Cheech & Chong return to the stage
TORONTO – For a couple of laidback stoners, they sure know how to hold a grudge.
It has taken more than 25 years for Cheech & Chong to put aside their longstanding differences, with the comic pair apparently at loggerheads until just a few months ago.
But that’s all behind them now, insist reunited comedians Cheech Marin and Tommy Chong, who say they’re excited to be resuming their beloved pot-loving alter-egos for a North American tour that kicks off Sept. 5 in Ottawa.
“There was always a great love there, as well as a bit of annoyance,” Marin says by phone from Los Angeles of the duo’s rocky relationship and how they managed to get beyond the bickering.
“It’s like being married, you know, for that long, you just kind of get sick of the other person.”
Edmonton-born Chong says the squabbling started back in the mid-1980s, when Marin decided to do the comedy film, “Born In East L.A.,” without his longtime cohort.
“That was kind of tough,” Chong says in a separate phone interview from Sydney, N.S., where he had a comedy show last week. “It’s kind of tough being a partner when your partner does a movie without you.”
“After that, he sort of went his way and I went my way.”
Marin, who was born in Los Angeles, went on to a mainstream acting career, scoring recurring roles in TV shows including “Nash Bridges,” “Judging Amy,” and more recently, “Lost,” as well as appearing in various films. He also became one of the foremost collectors of Mexican-American art, and says he made a point of distancing himself from his juvenile, pothead persona.
“It was very conscious,” the 62-year-old says of forging a new identity.
“It’s like turning an oil tanker around, you know. You don’t stop on a dime and speed up 180 degrees in the other direction, you kind of start doing it one gig at a time.”
Chong, meanwhile, appeared regularly on the TV sitcom “That ’70s Show” and says they were in the midst of negotiating a new Cheech & Chong movie when he was jailed in 2003 for selling bongs over the Internet.
He chronicles the experience in the documentary “a/k/a Tommy Chong,” recently released on DVD, and the book, “The I Chong: Meditations from the Joint,” published in 2006.
“I’m actually just starting to get back into making money,” Chong says of the ordeal, claiming it came with massive legal fees and cost him “a couple million” in income and revenue.
Today he can joke about nine months he spent in prison, where he says he was taken in by aboriginal inmates and invited into the “sweat lodge society.”
But while his beloved stage character probably helped ingratiate him with other prisoners, he says it also made him a target for federal drug officers hoping to make an example of him.
“I would be offered (marijuana) by snitches and then I would be drug-tested an hour or two later,” says Chong, 70. “It was that obvious. It happened more than once.”
“When they arrested me, they thought for sure that I had a lot of prior arrests and they thought I was this pothead idiot, you know. They thought I was my character, basically.”
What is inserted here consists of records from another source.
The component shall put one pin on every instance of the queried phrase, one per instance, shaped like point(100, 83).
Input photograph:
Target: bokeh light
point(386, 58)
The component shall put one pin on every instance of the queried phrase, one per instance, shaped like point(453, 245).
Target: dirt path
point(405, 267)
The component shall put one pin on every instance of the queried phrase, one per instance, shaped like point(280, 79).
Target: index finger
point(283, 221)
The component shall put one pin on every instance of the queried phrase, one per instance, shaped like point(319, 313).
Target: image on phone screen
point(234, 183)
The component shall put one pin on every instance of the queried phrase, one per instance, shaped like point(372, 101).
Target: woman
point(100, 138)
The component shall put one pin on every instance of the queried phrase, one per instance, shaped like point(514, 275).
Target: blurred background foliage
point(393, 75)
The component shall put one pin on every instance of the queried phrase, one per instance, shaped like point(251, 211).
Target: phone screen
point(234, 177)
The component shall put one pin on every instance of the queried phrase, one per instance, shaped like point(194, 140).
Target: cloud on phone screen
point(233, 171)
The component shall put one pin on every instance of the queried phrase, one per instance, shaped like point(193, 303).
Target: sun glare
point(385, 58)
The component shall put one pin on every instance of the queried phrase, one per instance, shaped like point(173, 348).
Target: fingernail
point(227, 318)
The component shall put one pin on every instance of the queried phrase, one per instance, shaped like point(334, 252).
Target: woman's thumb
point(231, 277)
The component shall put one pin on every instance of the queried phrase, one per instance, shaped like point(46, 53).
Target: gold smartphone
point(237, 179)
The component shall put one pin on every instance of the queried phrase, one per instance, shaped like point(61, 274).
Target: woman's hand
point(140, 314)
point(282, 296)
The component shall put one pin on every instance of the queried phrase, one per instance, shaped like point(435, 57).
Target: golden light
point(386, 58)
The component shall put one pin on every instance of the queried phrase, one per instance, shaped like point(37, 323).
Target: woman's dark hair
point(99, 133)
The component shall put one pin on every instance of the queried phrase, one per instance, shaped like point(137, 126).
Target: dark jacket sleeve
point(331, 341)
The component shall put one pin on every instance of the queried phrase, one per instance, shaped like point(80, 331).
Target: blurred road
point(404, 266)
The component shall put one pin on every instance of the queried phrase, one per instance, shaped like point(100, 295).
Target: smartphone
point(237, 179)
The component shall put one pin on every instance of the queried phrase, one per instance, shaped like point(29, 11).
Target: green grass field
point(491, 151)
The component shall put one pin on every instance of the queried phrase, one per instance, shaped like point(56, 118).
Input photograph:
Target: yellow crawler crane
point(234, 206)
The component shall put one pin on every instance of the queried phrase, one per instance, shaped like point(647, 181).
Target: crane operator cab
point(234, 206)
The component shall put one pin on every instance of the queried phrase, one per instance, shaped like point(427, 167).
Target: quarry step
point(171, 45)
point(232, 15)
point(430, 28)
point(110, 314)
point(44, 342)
These days, he’s promoting another book, “Cheech & Chong: The Unauthorized Biography.” Marin had no part in the project and Chong doubts he’s even read it.
“It’s a taboo subject with us,” Chong says.
Up until a few months ago, tensions were still high, he says, noting one meeting that devolved into a massive argument.
Marin says their troubles have always revolved around who would be in charge, but the time had come to let those grudges go.
“We’re at the age that we just don’t want to argue anymore,” he says, noting recent warm-up shows for the upcoming tour were “amazing.”
“So we decided not to have a personality conflict anymore.”
Chong and Marin say their new concert will feature the “greatest hits” of their career – spanning seven albums and about 10 films – with standup from Chong.
Chong’s wife, Shelby, will open the 90-minute show with her own comedy routine.
There are no plans to make another album, but Marin says there’s talk of filming the concerts for a possible DVD release.
The “Cheech and Chong Light Up America and Canada” tour kicks off in Ottawa on Sept. 5, heads to Toronto on Sept. 6, and Vancouver on Dec. 5.